The Association of Recorded Sound Collections, ARSC, has institutional 
members who do audio A-to-D in-house but occasionally outsource those 
services, and other members who provide those services as vendors. ARSC 
has an active email list, which it may be worth hitting with a query 
seeking off-list replies about prospective service providers. More at:

http://www.arsc-audio.org/arsclist.html

One lead to an audio digitization house: Sonicraft (sonicraft.com) does 
very high-quality transfers of music recordings. This recommendation is 
based on individual experience, not museum-related work. As we know, a 
key factor in whether any given shop is a good candidate for a project 
is the eternal tradeoff between transfer quality and cost, vis-?-vis the 
amount and type of source material, how much quality matters, and 
budget. Please ask me off-list if you'd like a lead to someone who may 
have ideas for a specific project. As a LinkedIn user, you might also 
see if you happen to have connections in the Audio Engineering Society 
(aes.org) via http://www.linkedin.com/groups?viewMembers=&gid=71239 .
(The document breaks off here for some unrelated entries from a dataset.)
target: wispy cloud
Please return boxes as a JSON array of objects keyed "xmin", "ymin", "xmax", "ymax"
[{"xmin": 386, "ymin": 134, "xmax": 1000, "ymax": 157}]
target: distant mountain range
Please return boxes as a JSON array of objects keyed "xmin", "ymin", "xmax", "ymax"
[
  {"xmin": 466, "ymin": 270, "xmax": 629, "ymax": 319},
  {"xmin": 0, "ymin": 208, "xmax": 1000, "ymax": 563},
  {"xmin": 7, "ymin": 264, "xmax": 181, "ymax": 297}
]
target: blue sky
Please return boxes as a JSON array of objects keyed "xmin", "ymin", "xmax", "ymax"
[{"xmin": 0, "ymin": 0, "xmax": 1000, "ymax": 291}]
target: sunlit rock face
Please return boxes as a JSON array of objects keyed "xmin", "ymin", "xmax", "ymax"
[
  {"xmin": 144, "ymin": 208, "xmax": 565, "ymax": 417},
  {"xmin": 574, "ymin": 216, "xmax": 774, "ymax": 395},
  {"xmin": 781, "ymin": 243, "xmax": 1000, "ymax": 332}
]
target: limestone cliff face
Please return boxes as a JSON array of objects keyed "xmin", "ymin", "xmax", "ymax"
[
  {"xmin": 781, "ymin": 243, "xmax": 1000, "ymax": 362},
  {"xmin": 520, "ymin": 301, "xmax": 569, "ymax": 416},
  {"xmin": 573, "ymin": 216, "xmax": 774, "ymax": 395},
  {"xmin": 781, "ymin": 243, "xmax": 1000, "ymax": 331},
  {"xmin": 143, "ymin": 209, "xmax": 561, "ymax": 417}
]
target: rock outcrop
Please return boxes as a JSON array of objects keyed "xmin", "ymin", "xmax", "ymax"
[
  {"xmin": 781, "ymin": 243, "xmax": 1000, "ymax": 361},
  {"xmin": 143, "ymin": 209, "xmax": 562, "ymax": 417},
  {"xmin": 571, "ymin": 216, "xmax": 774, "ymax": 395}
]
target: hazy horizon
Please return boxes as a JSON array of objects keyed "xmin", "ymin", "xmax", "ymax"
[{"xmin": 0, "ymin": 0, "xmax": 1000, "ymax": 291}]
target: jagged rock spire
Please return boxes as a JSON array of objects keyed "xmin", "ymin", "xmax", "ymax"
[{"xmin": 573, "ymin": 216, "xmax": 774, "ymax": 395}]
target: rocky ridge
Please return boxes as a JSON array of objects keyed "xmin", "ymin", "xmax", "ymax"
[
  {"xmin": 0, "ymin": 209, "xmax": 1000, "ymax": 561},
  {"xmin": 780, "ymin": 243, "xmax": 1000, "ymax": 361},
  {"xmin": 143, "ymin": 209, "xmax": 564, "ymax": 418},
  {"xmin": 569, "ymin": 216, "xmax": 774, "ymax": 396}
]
Re: storage media, in a word: yes, once audio is digital, physical 
storage-medium aspects of preserving it are like those of preserving 
other digital files. Re: metadata, the AES has developed some relevant 
standards, and LOC digital preservation pages may be useful re: what can 
be embedded in audio files of a specified format (e.g., WAV):

http://www.aes.org/publications/standards/
http://www.digitalpreservation.gov/formats/fdd/fdd000001.shtml

hope this helps!

Rob (recording engineer in a pre-museum-person life)
-- 
Rob Lancefield
Manager of Museum Information Services / Registrar of Collections
Davison Art Center, Wesleyan University
301 High Street, Middletown CT 06459-0487 USA
rlancefield [at] wesleyan [dot] edu  |  tel. 860.685.2965
Past President, Museum Computer Network (MCN), http://www.mcn.edu


On 9/15/2010 7:29 PM, Chuck Patch wrote:
 > I've been asked about services that perform digitization of analog
 > audio (reel-to-reel) tapes. Has anyone used such a service that they
 > could recommend? A couple of related questions - are there digital
 > storage media for audio considered remotely archival? Or is it
 > similar to visual data that's best kept on spinning disk and migrated
 > in perpetuity? What types of meta-data can one ask a service provider
 > of this sort to embed in the files?